That’s a no to ‘ho, ho, ho’: Committee rejects Christmas tree on Camelback Mountain
PHOENIX – A nearly decade-old practice of hauling a Christmas tree to the top of Camelback Mountain may be halted, with a Phoenix committee saying a need to leave the recreational area pristine triumphs over tradition.
A city mountain-preserves committee recommended against the practice after several people who were passionate about the tradition advocated to keep it. John Cressey, dressed in vibrant red and white as Camelback Santa, urged the committee to follow the wishes of thousands of Facebook fans “to continue this very lovely and unique Phoenix tradition.”
He wasn’t so jolly after the Phoenix Sonoran Preserves and Mountain Parks Preserves Committee rejected the idea.

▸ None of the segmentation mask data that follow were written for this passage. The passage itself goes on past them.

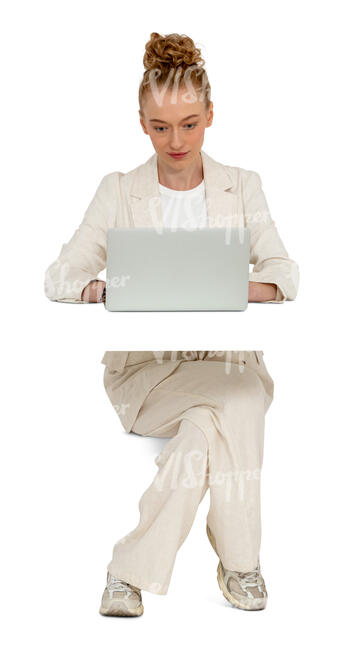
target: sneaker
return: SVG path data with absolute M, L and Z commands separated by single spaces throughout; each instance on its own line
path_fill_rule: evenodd
M 141 590 L 108 573 L 99 612 L 103 616 L 141 616 Z
M 207 525 L 209 541 L 217 553 L 215 538 Z M 239 609 L 259 610 L 267 605 L 267 590 L 258 562 L 253 571 L 231 571 L 225 569 L 221 560 L 217 568 L 217 580 L 225 598 Z
M 240 609 L 264 609 L 267 605 L 267 591 L 261 576 L 259 564 L 253 571 L 230 571 L 220 560 L 218 583 L 225 598 Z

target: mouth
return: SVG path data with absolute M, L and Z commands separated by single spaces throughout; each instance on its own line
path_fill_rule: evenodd
M 189 151 L 183 151 L 182 153 L 170 153 L 168 152 L 168 155 L 173 158 L 173 160 L 181 160 L 181 158 L 185 158 L 187 156 Z

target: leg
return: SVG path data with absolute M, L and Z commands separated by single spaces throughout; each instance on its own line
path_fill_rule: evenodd
M 156 459 L 159 471 L 141 497 L 138 526 L 114 547 L 111 575 L 146 591 L 167 593 L 176 553 L 207 490 L 207 463 L 203 432 L 182 420 Z
M 184 417 L 208 441 L 210 510 L 208 524 L 218 554 L 232 570 L 257 563 L 260 538 L 260 470 L 264 417 L 270 381 L 263 365 L 185 362 L 146 398 L 135 422 L 141 435 L 164 434 Z M 251 358 L 252 357 L 252 358 Z M 268 397 L 268 399 L 267 399 Z
M 211 459 L 207 524 L 224 567 L 247 572 L 258 564 L 261 542 L 265 396 L 248 369 L 234 374 L 225 394 L 220 418 L 224 435 L 216 437 Z

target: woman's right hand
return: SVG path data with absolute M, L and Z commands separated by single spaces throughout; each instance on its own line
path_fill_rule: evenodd
M 82 300 L 84 302 L 105 302 L 103 291 L 105 289 L 104 280 L 92 280 L 82 291 Z

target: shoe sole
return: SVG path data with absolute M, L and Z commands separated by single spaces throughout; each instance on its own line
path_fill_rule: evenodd
M 213 533 L 211 532 L 208 524 L 206 525 L 206 534 L 208 536 L 209 542 L 212 545 L 216 555 L 219 557 L 217 549 L 216 549 L 216 542 L 215 542 L 215 537 Z M 218 585 L 225 596 L 226 600 L 231 603 L 231 605 L 234 605 L 234 607 L 238 607 L 239 609 L 244 609 L 245 611 L 260 611 L 261 609 L 265 609 L 267 605 L 267 598 L 254 598 L 253 600 L 255 601 L 253 604 L 248 602 L 248 599 L 246 598 L 245 600 L 238 600 L 237 598 L 234 598 L 228 591 L 226 584 L 224 582 L 224 575 L 223 575 L 223 566 L 221 563 L 221 560 L 219 558 L 219 564 L 217 568 L 217 581 Z
M 111 607 L 101 606 L 99 609 L 99 614 L 102 616 L 142 616 L 143 612 L 143 605 L 140 605 L 136 609 L 127 609 L 126 611 L 120 609 L 117 605 L 112 605 Z

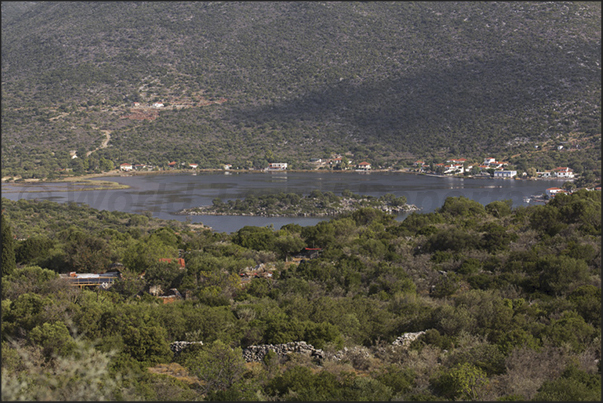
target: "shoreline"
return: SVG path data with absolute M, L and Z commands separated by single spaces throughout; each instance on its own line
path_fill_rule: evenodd
M 79 176 L 69 176 L 69 177 L 63 177 L 63 178 L 57 178 L 57 179 L 51 179 L 51 180 L 43 180 L 43 179 L 12 179 L 12 180 L 8 180 L 9 178 L 12 177 L 4 177 L 1 180 L 1 184 L 7 184 L 10 186 L 16 186 L 19 188 L 25 187 L 25 186 L 31 186 L 31 187 L 35 187 L 35 186 L 43 186 L 43 185 L 52 185 L 52 184 L 57 184 L 57 185 L 64 185 L 64 184 L 70 184 L 70 183 L 76 183 L 76 184 L 81 184 L 82 186 L 88 185 L 89 187 L 83 187 L 83 188 L 78 188 L 75 190 L 78 191 L 88 191 L 88 190 L 117 190 L 117 189 L 129 189 L 130 186 L 129 185 L 124 185 L 124 184 L 120 184 L 118 182 L 114 182 L 114 181 L 108 181 L 108 180 L 104 180 L 104 181 L 95 181 L 95 178 L 104 178 L 104 177 L 131 177 L 131 176 L 146 176 L 146 175 L 196 175 L 198 173 L 224 173 L 225 175 L 231 175 L 231 174 L 287 174 L 288 172 L 302 172 L 302 173 L 328 173 L 328 174 L 349 174 L 349 173 L 358 173 L 357 171 L 354 170 L 326 170 L 326 169 L 287 169 L 287 170 L 282 170 L 282 171 L 267 171 L 267 170 L 249 170 L 249 169 L 222 169 L 222 168 L 204 168 L 204 169 L 196 169 L 196 170 L 161 170 L 161 171 L 136 171 L 136 172 L 132 172 L 132 171 L 128 171 L 128 172 L 124 172 L 124 171 L 120 171 L 120 170 L 113 170 L 113 171 L 109 171 L 109 172 L 103 172 L 103 173 L 93 173 L 93 174 L 86 174 L 86 175 L 79 175 Z M 563 178 L 516 178 L 516 179 L 510 179 L 510 178 L 493 178 L 493 177 L 483 177 L 483 176 L 448 176 L 448 175 L 438 175 L 438 174 L 433 174 L 433 173 L 425 173 L 425 172 L 415 172 L 415 171 L 410 171 L 410 170 L 405 170 L 405 169 L 372 169 L 371 171 L 368 172 L 362 172 L 365 174 L 370 175 L 371 172 L 376 172 L 376 173 L 384 173 L 384 172 L 390 172 L 390 173 L 396 173 L 396 174 L 413 174 L 413 175 L 424 175 L 424 176 L 429 176 L 429 177 L 436 177 L 436 178 L 453 178 L 453 179 L 492 179 L 492 180 L 498 180 L 498 179 L 503 179 L 503 180 L 521 180 L 521 181 L 563 181 Z M 570 179 L 570 181 L 573 181 L 573 179 Z M 72 189 L 52 189 L 51 191 L 53 192 L 68 192 L 68 191 L 72 191 L 74 190 Z M 35 193 L 35 192 L 45 192 L 45 191 L 49 191 L 49 189 L 42 189 L 42 190 L 3 190 L 7 193 L 15 193 L 17 191 L 21 191 L 21 192 L 27 192 L 27 193 Z

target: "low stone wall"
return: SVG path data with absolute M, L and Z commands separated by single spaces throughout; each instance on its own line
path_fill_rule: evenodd
M 409 347 L 410 343 L 419 338 L 420 335 L 424 334 L 425 331 L 414 332 L 414 333 L 404 333 L 402 336 L 398 337 L 392 345 L 401 346 L 401 347 Z
M 243 358 L 247 362 L 258 362 L 262 361 L 264 356 L 268 354 L 268 351 L 274 351 L 279 357 L 286 357 L 289 353 L 306 354 L 310 357 L 316 357 L 323 359 L 325 353 L 314 348 L 311 344 L 305 341 L 292 341 L 285 344 L 262 344 L 259 346 L 249 346 L 243 350 Z
M 202 341 L 175 341 L 175 342 L 173 342 L 173 343 L 170 344 L 170 350 L 172 350 L 172 352 L 174 354 L 180 354 L 180 352 L 182 350 L 184 350 L 185 348 L 187 348 L 191 344 L 200 344 L 200 345 L 203 345 L 203 342 Z
M 402 336 L 398 337 L 392 343 L 393 346 L 405 347 L 408 348 L 410 343 L 416 340 L 419 336 L 424 334 L 425 331 L 414 332 L 414 333 L 404 333 Z M 170 344 L 170 349 L 174 352 L 174 354 L 179 354 L 182 350 L 190 346 L 191 344 L 201 344 L 202 341 L 175 341 Z M 299 353 L 305 354 L 313 358 L 318 358 L 320 360 L 329 358 L 334 360 L 341 360 L 344 357 L 348 357 L 350 355 L 362 355 L 369 357 L 370 352 L 365 347 L 352 347 L 348 349 L 344 347 L 343 350 L 337 351 L 336 353 L 326 354 L 323 350 L 314 348 L 311 344 L 306 343 L 305 341 L 292 341 L 285 344 L 262 344 L 259 346 L 249 346 L 243 349 L 243 358 L 246 362 L 259 362 L 262 361 L 264 356 L 268 354 L 268 351 L 274 351 L 276 355 L 280 358 L 284 358 L 287 354 L 290 353 Z

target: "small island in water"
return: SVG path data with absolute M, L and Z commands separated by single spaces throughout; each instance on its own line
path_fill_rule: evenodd
M 336 217 L 364 207 L 379 209 L 390 214 L 417 211 L 407 204 L 406 197 L 387 193 L 381 197 L 354 194 L 344 190 L 341 196 L 333 192 L 313 190 L 308 196 L 297 193 L 277 193 L 248 196 L 245 199 L 224 202 L 214 199 L 211 206 L 183 209 L 180 215 L 241 215 L 262 217 Z

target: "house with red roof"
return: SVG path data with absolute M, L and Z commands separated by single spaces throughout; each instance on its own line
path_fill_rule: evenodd
M 371 164 L 369 164 L 366 161 L 363 161 L 360 164 L 358 164 L 357 168 L 358 168 L 359 171 L 370 171 Z
M 567 193 L 565 190 L 557 187 L 548 188 L 544 192 L 549 198 L 555 197 L 555 195 L 559 193 Z
M 163 262 L 163 263 L 172 263 L 172 260 L 176 260 L 176 259 L 171 259 L 169 257 L 162 257 L 159 259 L 159 261 Z M 184 269 L 186 267 L 186 263 L 184 262 L 183 258 L 178 258 L 176 261 L 178 263 L 178 268 Z
M 568 167 L 557 167 L 553 169 L 555 176 L 558 178 L 568 178 L 571 179 L 574 177 L 574 171 Z

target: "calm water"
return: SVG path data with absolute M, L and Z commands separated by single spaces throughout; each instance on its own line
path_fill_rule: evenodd
M 223 201 L 244 198 L 247 195 L 271 193 L 299 193 L 304 196 L 312 190 L 331 191 L 338 196 L 345 189 L 354 193 L 382 196 L 393 193 L 405 196 L 409 204 L 432 212 L 441 207 L 447 197 L 465 196 L 484 205 L 511 199 L 513 206 L 527 205 L 523 198 L 542 194 L 544 190 L 561 186 L 563 181 L 524 181 L 504 179 L 461 179 L 441 178 L 394 172 L 333 173 L 333 172 L 273 172 L 273 173 L 199 173 L 174 175 L 140 175 L 129 177 L 104 177 L 129 185 L 129 189 L 80 191 L 71 187 L 69 191 L 57 192 L 56 184 L 32 184 L 14 186 L 2 184 L 2 197 L 10 200 L 41 199 L 60 203 L 85 203 L 99 210 L 141 213 L 151 211 L 162 219 L 202 222 L 219 232 L 234 232 L 245 225 L 274 228 L 289 223 L 315 225 L 321 218 L 290 217 L 239 217 L 239 216 L 180 216 L 173 213 L 201 205 L 212 204 L 212 200 Z M 69 186 L 67 184 L 63 186 Z M 36 192 L 31 192 L 36 190 Z M 398 219 L 404 219 L 401 215 Z

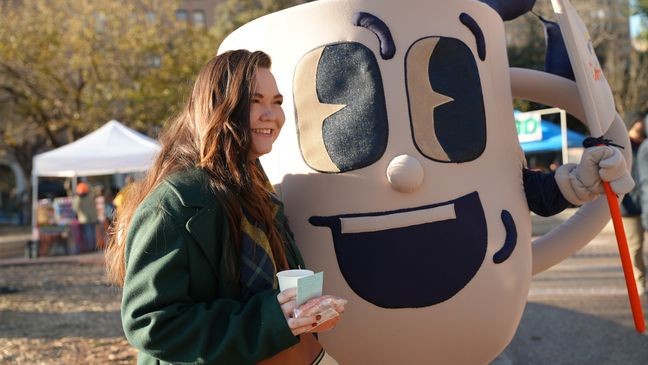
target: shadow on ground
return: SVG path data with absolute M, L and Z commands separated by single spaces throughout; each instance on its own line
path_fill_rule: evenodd
M 513 364 L 648 364 L 648 336 L 610 320 L 527 303 L 505 350 Z
M 60 339 L 65 337 L 97 339 L 124 335 L 119 326 L 100 325 L 102 323 L 120 323 L 118 311 L 57 313 L 3 310 L 0 311 L 0 319 L 3 319 L 0 320 L 0 339 Z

Gregg Bach, spokesman for the Phoenix Parks and Recreation Department, said the committee members prefer to adhere to the city’s “leave no trace policy” that emphasizes the importance of leaving public sites clean.
“We have an obligation just to enforce the preserve land that we have,” Bach said. “We are stewards of that land and have an obligation as well to public safety.”
One committee member said a cigarette was left on the holiday tree, leading to fears of fire danger. Others said trash was left near the site.
The tradition calls for hikers to bring a tall evergreen tree to the top of Camelback in north Phoenix during the holiday season, then decorate it. After Thanksgiving Day last year, hikers carried a tree up the mountain that was cut in half by the next morning. Hikers later brought up a second tree only to be stopped by park rangers. A public outcry led city officials to allow the tree to be perched on the summit.
But the tradition’s fate in 2017 had yet to be decided. Seven months before the winter holiday, advocates are fighting for a Christmas tree on Camelback.
The committee’s recommendation is expected to go before the Parks and Recreation board in this summer for a final decision.
Cressey said he will march in front of City Hall, in the middle of summer if he has to, to protest the recommendation.
“Ho, ho, ho,” Cressey said. “I am fighting for you…and your right to have Christmas in the Phoenix park.”